Nesta manhã, categoria passa por assembleia para decidir sobre greve

A Justiça concedeu liminar para a suspensão da greve dos funcionários do HRMS (Hospital Regional de Mato Grosso do Sul), que estava programada para esta terça-feira (10). Na decisão, a greve é descrita como ilegal e abusiva. Caso os funcionários parem as atividades, há pena de multa diária no valor de R$ 50 mil.

Após a liminar da justiça, o Sintss-MS (Sindicato dos Trabalhadores em Seguridade Social de Mato Grosso do Sul) faz uma reunião com os funcionários para decidir os rumos da greve. O presidente do sindicato, Ricardo Bueno, afirma que a decisão só mostra como o Governo do Estado não tem interesse em conversar com a categoria.

“Mostra que o Governo não tem interesse em conversar. Tentamos o diálogo, fizemos assembleia e nos mostramos abertos à negociação. O Governo, em vez de conversar, preferiu acionar a justiça”, afirma.

Na liminar, o desembargador Claudionor Miguel Abss Duarte ressalta que o direito de greve não é absoluto e pode ser submetido ao controle judicial. Como são funcionários de um hospital público, o sindicato e os trabalhadores devem garantir a prestação dos serviços indispensáveis ao atendimento das necessidades da comunidade. Para o desembargador, o sindicato não fez uma ressalva em seu comunicado sobre a garantia da prestação dos serviços durante a greve.

O relator justifica que o HRMS é um dos principais hospitais do estado a atender pelo SUS (Sistema Único de Saúde) e, em caso de paralisação, poderia deixar milhares de pessoas desassistidas e levaria à superlotação de outros hospitais.

Greve no HRMS

Sem as condições necessárias para trabalhar, funcionários do HRMS (Hospital Regional de Mato Grosso do Sul) anunciaram greve após assembleia realizada na quarta-feira (4) na sede do hospital, feita pelo Sintss-MS.

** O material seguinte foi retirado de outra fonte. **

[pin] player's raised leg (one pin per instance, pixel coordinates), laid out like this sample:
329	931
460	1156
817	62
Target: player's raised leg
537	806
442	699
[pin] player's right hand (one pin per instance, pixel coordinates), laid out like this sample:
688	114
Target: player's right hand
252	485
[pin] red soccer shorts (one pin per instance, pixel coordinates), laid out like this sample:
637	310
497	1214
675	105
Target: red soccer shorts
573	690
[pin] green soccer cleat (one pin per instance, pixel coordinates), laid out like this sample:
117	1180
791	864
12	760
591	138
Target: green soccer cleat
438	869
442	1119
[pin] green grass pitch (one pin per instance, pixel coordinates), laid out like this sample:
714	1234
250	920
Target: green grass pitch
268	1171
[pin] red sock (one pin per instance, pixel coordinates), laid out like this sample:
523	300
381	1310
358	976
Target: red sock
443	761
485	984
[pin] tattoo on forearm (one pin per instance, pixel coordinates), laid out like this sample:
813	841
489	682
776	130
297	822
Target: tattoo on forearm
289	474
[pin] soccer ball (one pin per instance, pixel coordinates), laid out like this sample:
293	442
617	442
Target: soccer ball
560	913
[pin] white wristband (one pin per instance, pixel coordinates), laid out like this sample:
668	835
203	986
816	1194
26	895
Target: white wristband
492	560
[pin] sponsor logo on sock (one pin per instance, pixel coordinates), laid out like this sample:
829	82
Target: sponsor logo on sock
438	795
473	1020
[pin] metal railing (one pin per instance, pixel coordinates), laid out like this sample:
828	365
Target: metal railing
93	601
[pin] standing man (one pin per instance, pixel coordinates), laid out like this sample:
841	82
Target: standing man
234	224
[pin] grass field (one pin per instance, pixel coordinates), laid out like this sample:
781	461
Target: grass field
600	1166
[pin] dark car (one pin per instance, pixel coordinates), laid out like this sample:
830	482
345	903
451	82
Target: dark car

A convocação foi definida durante a assembleia e serviu para expor os problemas do hospital que vão de falta de pessoal, insumos e mantimentos para a refeição distribuída em marmitas. Para o Sintss-MS, a situação do HRMS somente chegou a este ponto por conta da insistência em transformar o hospital em um local terceirizado, como funciona o Hospital Regional de Ponta Porã.